You don’t need to be an artist to draw an effective garden plan. The sketch just needs to capture the location of doorways, a proposed path, a potential border, and which zones are needed for watering, pruning, and use. This is not a work that needs to be displayed to anyone. It’s a thinking tool, so that you don’t dig before you plan, plant before you plot, or cram too much into a small space.
Start with permanent elements of the site: the house, the wall or fence, the gate, steps, windows, existing trees, patios, the shed, any hardscape. Sketch the shape of these elements and just give them names. The patio is a rectangle. The fence is a line. The tree is a circle. Proportions don’t need to be perfect at this stage, but don’t get completely out of whack: a narrow path alongside the house should be narrower than a lawn.
If you can, include some dimensions, however basic. Measure the length of the wall or fence, the width of the path, the depth of a planned bed, or the distance between the house door and a proposed bench. You’ll be amazed at how much better your planning is once you actually measure the site. Many amateurs skip this step because they think of measurements as “too technical.” Without measurements, your sketch can turn into a fantasy, with shrubs squeezed into tiny spaces and paths so tight that it’s hard to get through them.
After the permanent features are down, make a few copies, or place tracing paper over your first plan and do it again. Try out a meandering path. Or a straighter route. Make another copy with a larger planting bed and smaller lawn. Move the seating group, place the focal point elsewhere, widen the bed, and so on. It’s a whole lot simpler to make changes to a plan on paper than in the landscape. And you’ll soon see if your plan feels peaceful, or gets busy as soon as you add a path, bed, container, and plantings.
Plant markings don’t have to be detailed either. Instead of drawing individual leaves or flower heads, you can use circles, ovals, or loose clusters to indicate groups of plants. Make shrubs big circles, smaller for perennials, and flat shapes for groundcover or ornamental grasses. Allow plenty of “white space” between symbols to leave room for the mature plants and working room for the maintenance. Don’t have all the symbols touching, or it will be really hard when you go to plant the garden. On your plan, white space may equal working space.
Try following a path of movement around the plan with your finger. From the door to the gate. From the seating area to where you store your hose. From the pathway to the border where the plants will need pruning. See what areas may be obstructed, or hard to get at. Look at views from the windows and seating. Do they all have a focus? Should there be something visible? Should your shrubs or trees block those sights? Is your plan going to make the garden too difficult to clean, water, and transport your tools?

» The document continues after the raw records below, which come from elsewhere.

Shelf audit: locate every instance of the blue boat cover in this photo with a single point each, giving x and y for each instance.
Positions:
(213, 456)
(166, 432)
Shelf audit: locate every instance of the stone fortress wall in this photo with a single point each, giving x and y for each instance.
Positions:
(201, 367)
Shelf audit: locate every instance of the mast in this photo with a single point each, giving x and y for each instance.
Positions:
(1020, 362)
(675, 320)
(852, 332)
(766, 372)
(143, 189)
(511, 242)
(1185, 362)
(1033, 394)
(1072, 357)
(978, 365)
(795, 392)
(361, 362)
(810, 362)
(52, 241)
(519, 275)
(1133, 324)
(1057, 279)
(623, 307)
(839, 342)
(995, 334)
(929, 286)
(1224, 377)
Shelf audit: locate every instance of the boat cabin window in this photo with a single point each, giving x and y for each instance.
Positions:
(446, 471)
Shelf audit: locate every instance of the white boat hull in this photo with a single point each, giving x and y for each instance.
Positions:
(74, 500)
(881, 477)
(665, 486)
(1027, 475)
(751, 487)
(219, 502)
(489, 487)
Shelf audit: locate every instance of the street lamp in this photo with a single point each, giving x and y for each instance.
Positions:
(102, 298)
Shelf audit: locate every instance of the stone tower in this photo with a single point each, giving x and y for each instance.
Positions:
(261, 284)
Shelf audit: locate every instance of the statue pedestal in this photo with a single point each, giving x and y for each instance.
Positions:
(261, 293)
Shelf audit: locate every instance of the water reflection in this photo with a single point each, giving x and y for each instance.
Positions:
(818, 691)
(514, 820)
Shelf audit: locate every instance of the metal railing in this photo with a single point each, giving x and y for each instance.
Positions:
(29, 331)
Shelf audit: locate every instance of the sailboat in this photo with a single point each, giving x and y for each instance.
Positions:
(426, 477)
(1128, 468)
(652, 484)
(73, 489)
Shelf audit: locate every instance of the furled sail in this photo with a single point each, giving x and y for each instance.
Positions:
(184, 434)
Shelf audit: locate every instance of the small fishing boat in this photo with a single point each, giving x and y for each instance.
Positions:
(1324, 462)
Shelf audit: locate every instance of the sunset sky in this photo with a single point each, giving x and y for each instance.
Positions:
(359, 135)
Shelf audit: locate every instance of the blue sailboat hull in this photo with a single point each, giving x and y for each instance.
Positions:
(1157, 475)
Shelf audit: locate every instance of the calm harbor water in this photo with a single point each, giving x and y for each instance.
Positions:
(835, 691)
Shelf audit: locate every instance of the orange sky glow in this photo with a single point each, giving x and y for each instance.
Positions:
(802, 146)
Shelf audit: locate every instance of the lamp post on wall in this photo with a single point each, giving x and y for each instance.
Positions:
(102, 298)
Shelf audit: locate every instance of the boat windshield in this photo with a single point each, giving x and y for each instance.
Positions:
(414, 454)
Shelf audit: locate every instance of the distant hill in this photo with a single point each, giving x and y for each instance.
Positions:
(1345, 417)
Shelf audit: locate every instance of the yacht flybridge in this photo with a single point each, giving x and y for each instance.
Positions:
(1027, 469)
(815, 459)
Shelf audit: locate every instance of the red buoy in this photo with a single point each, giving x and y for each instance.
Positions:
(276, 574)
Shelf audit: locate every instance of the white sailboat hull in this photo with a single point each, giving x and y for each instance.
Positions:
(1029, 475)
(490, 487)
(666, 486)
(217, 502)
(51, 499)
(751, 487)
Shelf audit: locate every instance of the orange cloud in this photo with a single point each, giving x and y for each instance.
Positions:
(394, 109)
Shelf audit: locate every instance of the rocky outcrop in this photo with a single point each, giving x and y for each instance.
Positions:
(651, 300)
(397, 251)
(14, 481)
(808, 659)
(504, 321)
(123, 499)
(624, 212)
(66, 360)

You’re done with your garden plan when it helps you figure out your next step, not when it looks nice. You’ll likely end up with crossed-out beds, arrows, and several drafts of the same plan for your small yard. That’s okay. A simple garden plan gives you a chance to work out the scale, the space, and the movement before you turn a paper plan into a physical garden. The plan is worth keeping around when you’re comparing plant tags, thinking about paths, and so on. The best sketch is one that keeps the physical space before you.